FHA and Rural Housing Changes
In a business that is changing from hour to hour, knowledge is priceless
FHA
Given the legislative mandate found in the National Housing Act (2009), FHA has to remain financially sound. To ensure this end, FHA has announced an increase in their annual mortgage insurance premium.
For all case numbers issued on or after April 18, 2011, FHA will increase the premium by .25 basis points. There will be no change to the upfront premium. The chart below illustrates the upcoming changes.
Mortgage Insurance Premiums
Loans > 15 years
UFMIP = 100bps Annual Premium Annual Premium
LTV Through 4/17/2011 On/After 4/18/2011
Less or equal to95% 85bps 110 bps
Greater than 95% 90 bps 115bps
LTV Loans less than or equal to 15 years
UFMIP = 100 bps Annual Premium Annual Premium
Less or equal to 90% None 25bps
Greater than 90% 25bps 50bps
Example of Annual Mortgage Insurance Premium Increase 30 year Term
Average Loan
LTV greater than 95%
October 2010 April 18, 2011
90 bps 115
Sales Price $200,000 $200,000
Minimum Down payment (3.5%) 7,000 7,000
Mortgage Amount without UFMIP $193,000 $193,000
FHA Annual MIP (Monthly Payment)* $144.75 $184.95
Change in payment (Monthly increase $40
*pre Oct. 2009, the monthly premium = 55bps or $91.66 in our example. So in the last 18 months the premium has increased $93.28. Does FHA consider that significant? This new change represents an increase in 18 months of almost 110%.
Quoting FHA, “It is anticipated that this increase will have minimal impact on borrowers”….but will significantly strengthen the capital position of the mortgage insurance fund. WHAT! How can FHA possible make such a statement. Are they really this out of touch with the home buyer?…Are our regulators this disconnected with reality? Defies logic. Let’s think about this. . The Housing Crisis continues to be the major drain on our economy. Homes get foreclosed on. FHA panics as they see their Mortgage Insurance Fund continue to decrease. They panic. Hurry, increase the mortgage insurance for new home buyers to compensate. Home buyers face higher monthly payments. Less home buyers can qualify due to the higher payment. Less demand as buyers disappear, supply of homes increase. Home prices continue to drop. Sellers are stuck. More homes get foreclosed on….Get the picture. The cycle continues downward with no end in sight….just like flushing the toilet.
RURAL HOUSING
Following FHA’s lead, Rural Housing has announced a major shift in policy. It will now start collecting an annual mortgage insurance premium. Like FHA the intent is to make rural housing loans subsidy neutral, thus eliminating the need for taxpayer support of the program. For the upcoming year, (starting Oct. 1, 2011) Rural Housing loans will now require an annual fee of .30bps. of the outstanding principal balance. The upfront fee decreases from the current 3.5% down to 2.00%.

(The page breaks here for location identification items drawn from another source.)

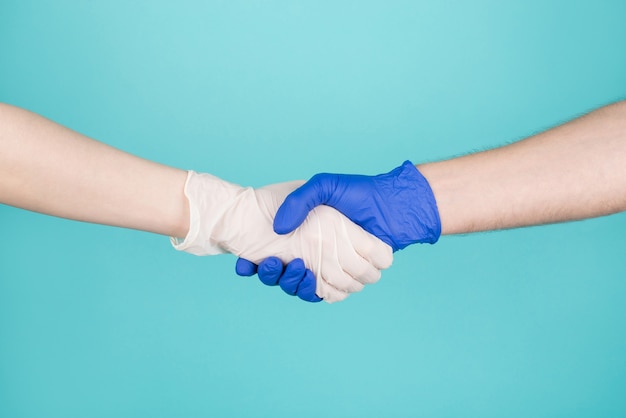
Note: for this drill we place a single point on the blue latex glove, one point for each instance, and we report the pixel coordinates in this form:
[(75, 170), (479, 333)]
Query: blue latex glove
[(294, 278), (398, 207)]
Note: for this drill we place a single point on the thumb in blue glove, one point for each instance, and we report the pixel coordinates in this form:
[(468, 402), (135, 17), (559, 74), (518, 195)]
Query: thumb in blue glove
[(398, 207)]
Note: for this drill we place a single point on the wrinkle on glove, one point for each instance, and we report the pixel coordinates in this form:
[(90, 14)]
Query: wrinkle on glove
[(225, 217), (398, 207)]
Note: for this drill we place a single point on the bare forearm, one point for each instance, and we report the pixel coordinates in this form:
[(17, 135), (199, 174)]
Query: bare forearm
[(47, 168), (574, 171)]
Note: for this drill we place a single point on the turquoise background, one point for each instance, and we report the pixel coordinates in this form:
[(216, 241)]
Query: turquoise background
[(101, 322)]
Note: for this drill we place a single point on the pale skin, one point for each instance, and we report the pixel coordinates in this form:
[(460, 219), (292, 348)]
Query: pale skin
[(47, 168), (574, 171)]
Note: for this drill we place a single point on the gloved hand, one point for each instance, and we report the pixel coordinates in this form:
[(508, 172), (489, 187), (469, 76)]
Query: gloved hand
[(398, 207), (225, 217)]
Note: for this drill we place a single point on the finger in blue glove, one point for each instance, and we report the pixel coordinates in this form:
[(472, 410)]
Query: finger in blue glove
[(295, 278), (398, 207)]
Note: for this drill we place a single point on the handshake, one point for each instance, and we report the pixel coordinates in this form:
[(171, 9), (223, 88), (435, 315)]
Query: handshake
[(319, 240)]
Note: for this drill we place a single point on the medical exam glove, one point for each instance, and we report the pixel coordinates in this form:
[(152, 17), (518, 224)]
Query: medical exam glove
[(225, 217), (398, 207), (294, 278)]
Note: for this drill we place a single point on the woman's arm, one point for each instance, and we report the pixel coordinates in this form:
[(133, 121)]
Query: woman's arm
[(47, 168)]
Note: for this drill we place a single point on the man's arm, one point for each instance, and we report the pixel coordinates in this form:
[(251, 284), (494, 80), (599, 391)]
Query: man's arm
[(574, 171), (47, 168)]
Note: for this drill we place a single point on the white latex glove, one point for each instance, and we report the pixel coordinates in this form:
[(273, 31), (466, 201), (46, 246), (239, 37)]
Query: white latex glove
[(225, 217)]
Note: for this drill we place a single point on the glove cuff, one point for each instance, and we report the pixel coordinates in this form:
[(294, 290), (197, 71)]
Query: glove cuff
[(209, 199), (420, 211)]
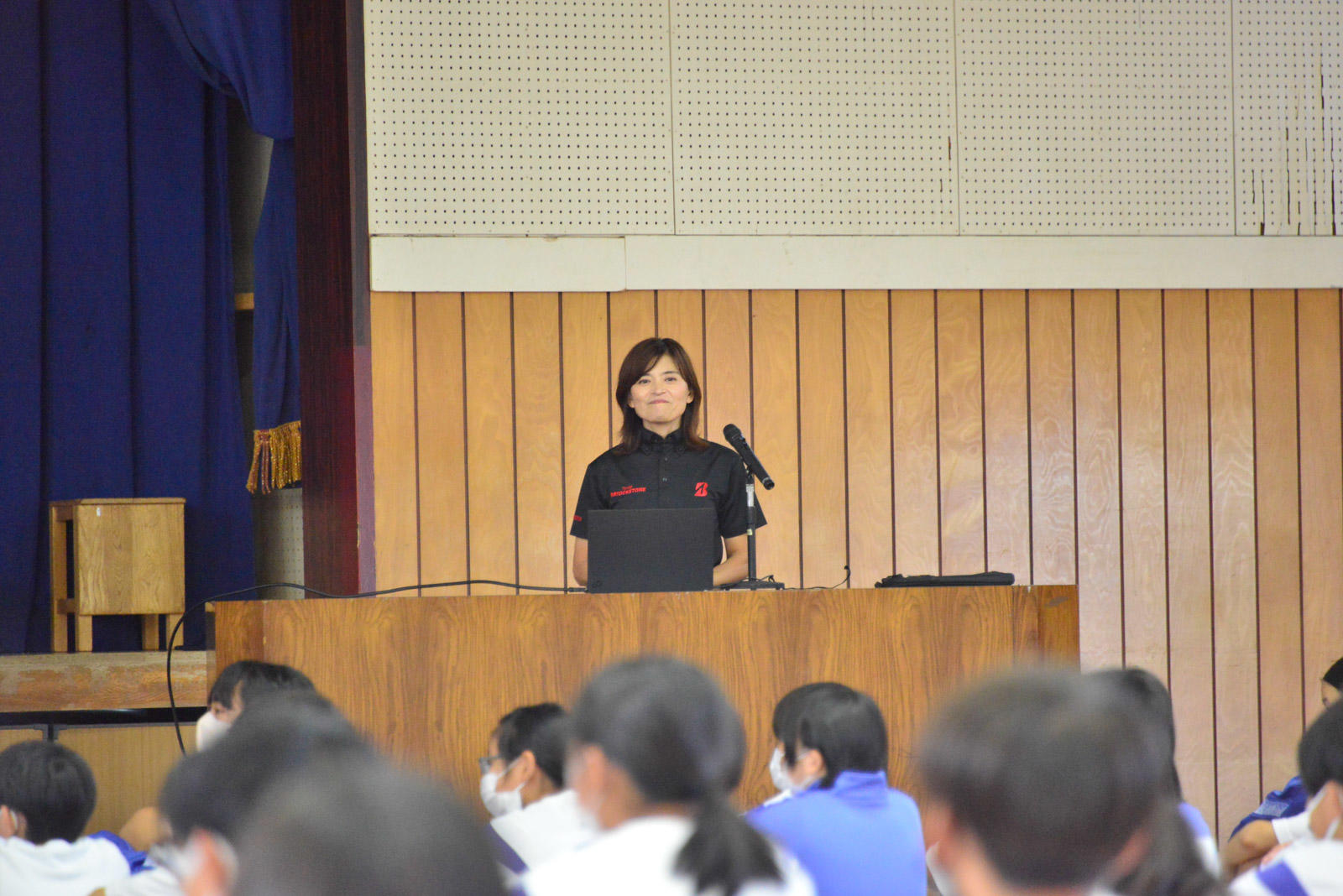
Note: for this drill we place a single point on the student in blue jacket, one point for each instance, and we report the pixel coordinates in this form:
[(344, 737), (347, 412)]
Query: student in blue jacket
[(850, 831)]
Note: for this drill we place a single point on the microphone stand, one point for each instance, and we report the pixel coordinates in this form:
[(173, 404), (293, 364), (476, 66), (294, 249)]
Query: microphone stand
[(751, 582)]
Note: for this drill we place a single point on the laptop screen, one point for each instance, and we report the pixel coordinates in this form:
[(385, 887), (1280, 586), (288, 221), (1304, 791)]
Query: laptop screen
[(665, 549)]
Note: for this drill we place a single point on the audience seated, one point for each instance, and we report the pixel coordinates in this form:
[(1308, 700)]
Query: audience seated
[(527, 765), (356, 826), (657, 748), (206, 800), (47, 795), (1282, 817), (1311, 866), (852, 832), (1155, 701), (785, 726), (1040, 781)]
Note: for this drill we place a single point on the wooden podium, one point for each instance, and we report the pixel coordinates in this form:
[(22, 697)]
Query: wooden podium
[(427, 678)]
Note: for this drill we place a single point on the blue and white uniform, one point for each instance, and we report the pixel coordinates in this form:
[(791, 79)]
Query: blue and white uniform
[(856, 837)]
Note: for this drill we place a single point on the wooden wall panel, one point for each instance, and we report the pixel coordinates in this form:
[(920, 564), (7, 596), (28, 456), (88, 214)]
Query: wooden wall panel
[(539, 414), (913, 358), (1100, 576), (1142, 475), (1190, 538), (1235, 636), (440, 372), (1322, 488), (1278, 528), (821, 439), (1052, 470), (960, 432), (1006, 434), (774, 373), (395, 461), (490, 491), (866, 314), (1166, 451)]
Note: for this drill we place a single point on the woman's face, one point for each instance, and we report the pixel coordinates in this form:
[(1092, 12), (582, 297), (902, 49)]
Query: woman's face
[(661, 396)]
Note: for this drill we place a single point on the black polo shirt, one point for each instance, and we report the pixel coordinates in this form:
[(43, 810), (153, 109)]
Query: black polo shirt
[(664, 472)]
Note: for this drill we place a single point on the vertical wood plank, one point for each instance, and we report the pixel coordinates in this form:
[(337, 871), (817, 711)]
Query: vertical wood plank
[(1053, 521), (868, 385), (727, 362), (913, 358), (1142, 477), (1236, 663), (541, 519), (1190, 544), (395, 463), (1278, 524), (823, 463), (489, 439), (631, 320), (1322, 490), (1100, 600), (960, 431), (1006, 434), (588, 391), (774, 326), (442, 440)]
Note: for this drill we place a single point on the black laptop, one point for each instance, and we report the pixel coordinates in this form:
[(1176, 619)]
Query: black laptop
[(665, 549)]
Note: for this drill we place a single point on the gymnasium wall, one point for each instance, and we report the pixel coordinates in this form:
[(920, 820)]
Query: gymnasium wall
[(1177, 454)]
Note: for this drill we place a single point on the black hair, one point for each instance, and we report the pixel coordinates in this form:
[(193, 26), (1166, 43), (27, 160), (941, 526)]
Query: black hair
[(789, 708), (1319, 755), (215, 789), (1155, 703), (530, 728), (255, 678), (362, 826), (1334, 675), (1172, 866), (668, 725), (51, 786), (846, 728), (1049, 770)]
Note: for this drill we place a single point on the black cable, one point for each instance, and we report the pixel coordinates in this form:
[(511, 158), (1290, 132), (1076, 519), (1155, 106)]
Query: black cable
[(172, 636)]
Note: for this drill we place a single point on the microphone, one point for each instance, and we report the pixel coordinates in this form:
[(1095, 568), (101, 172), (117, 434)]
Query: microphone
[(754, 464)]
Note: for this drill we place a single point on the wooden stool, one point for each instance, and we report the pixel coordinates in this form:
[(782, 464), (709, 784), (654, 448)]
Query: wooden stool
[(124, 557)]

The smoke and mirror ploy of decreasing one premium and increasing or installing a new one still results in the homebuyer paying significantly more for same home purchase. Substituting rural housing numbers into the above FHA example, the home borrower’s payment increases by over $33 per month. May not sound like a lot but are wages increasing to keep up? Unlike our government, households have to live with a balanced budget. None of us can deficit spent for very long. Simple math. Increase in mortgage payments typically results in a decrease in other consumer purchases. Less purchases, less manufacturing…less need for jobs…less need for homes….you get the picture.
Another costly consequence of these changes make refinancing a mortgage loan next to impossible. Gains made by lowering the interest rate to free up more monthly cash flow are now offset by the increase in mortgage insurance. So once again, instead of helping, our regulators are creating an environment that is unfriendly to housing. If rates start to climb as forecasted, the results of higher rates and higher insurance premiums could highly impact the housing market.